En coupant tout ce qu'on a coupé on a aussi perdu quelques éléments : explication sur la situation d'Alice, information que l'équipe que dirige Moïse est russe et goguenarde.
L'idée selon laquelle Moïse fréquente les prostituées répondait à la question : quelle est la vie sentimentale et sexuelle de Moïse ? S'il était marié, ou avait une maîtresse régulière, son histoire d'amour aurait posé d'autres problèmes qu'il n'était pas pertinent d'aborder. Mais alors comment vit Moïse/JD ? Difficile de croire que c'est un homme seul. D'où cette idée des prostituées. Ce qui n'a aucun intérêt si on ne le voit pas (il y avait à l'origine une scène où on le voyait mais qui a sauté - Dieu merci - avant le tournage).
Ce qui me donner l'occasion d'affirmer un vrai principe de scénario : ce qui est seulement dit dans un film n'existe pas.

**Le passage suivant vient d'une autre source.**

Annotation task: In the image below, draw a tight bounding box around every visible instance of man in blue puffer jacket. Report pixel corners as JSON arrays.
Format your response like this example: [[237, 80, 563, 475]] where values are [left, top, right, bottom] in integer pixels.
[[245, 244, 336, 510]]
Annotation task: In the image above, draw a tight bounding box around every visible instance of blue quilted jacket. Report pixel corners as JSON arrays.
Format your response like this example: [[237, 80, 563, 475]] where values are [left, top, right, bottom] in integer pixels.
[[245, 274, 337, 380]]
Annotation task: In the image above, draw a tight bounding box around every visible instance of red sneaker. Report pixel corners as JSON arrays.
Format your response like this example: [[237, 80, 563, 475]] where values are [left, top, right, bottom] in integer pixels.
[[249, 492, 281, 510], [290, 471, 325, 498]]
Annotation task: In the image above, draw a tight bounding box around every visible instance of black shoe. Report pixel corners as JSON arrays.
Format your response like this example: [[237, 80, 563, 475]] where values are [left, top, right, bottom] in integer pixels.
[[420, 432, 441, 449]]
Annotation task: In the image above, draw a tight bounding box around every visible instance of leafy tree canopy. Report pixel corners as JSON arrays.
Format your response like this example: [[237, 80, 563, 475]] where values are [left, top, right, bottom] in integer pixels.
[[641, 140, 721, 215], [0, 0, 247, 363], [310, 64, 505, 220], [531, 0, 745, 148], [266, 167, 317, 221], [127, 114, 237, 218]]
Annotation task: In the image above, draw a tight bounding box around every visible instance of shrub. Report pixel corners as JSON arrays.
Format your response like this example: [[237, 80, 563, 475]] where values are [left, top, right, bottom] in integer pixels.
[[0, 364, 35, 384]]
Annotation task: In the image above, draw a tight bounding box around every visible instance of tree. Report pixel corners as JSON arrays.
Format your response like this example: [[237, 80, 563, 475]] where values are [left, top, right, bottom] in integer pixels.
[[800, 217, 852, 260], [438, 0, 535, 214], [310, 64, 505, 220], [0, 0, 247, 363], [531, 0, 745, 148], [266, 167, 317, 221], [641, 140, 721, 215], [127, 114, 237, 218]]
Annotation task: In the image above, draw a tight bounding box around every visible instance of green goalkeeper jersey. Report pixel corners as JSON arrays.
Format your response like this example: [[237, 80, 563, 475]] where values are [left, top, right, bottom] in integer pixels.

Pour que ça existe, il faut le montrer.
Si une information passe uniquement par du dialogue, elle n'a aucun poids. L'information n'existe pas dans le film. C'est comme si on n'avait rien dit.
Autrement dit, si un personnage dit de Moïse qu'il ne fréquente que les prostituées, à moins d'écrire une scène où on le voit effectivement, ça n'existe pas. Le personnage de Moïse ne fréquente pas de prostituée. Si ça n'est pas montré, le film en fait ne le dit pas.
Qu'on se le dise.
Mais parfois, il n'est pas aisé de suivre cette règle.
Montrée ou non, de toute façon, l'idée des prostituées était une mauvaise idée, plutôt sordide pour Moïse. C'est pourquoi nous n'avons pas eu trop de mal à couper cette partie de la scène même si les acteurs étaient plutôt drôles.
La scène avait des vertus et des défauts. Nous avons arbitré.
La séquence 4 fait partie du premier quart d'heure : celui qui mène à la scène de coup de foudre au bar. Tout ce qui pouvait retarder ce moment a fait l'objet d'une âpre discussion avec la production. L'idée selon laquelle le film ne commence vraiment qu'à la scène de rencontre était l'idée qu'on nous a souvent opposée. Moi je pensais que la scène de rencontre devait être nourrie, préparée.
Je voulais que mon film raconte l'histoire d'une vérité qui vient troubler cette mécanique des mensonges qui régit le monde du renseignement. Il fallait donc mettre cette mécanique en place.
Tout le problème était celui de la durée de cette mise en place et de savoir à quel moment cette durée est un obstacle ou un atout. D'où montage et remontage, engueulades, passions, tensions, frustration, satisfaction de trouver des solutions qui emportent la conviction de tout le monde, enthousiasme parfois...
Le premier quart d'heure d'un film est toujours, je crois, un enjeu majeur pour la production et la distribution. C'est à l'écriture qu'il faut anticiper le débat.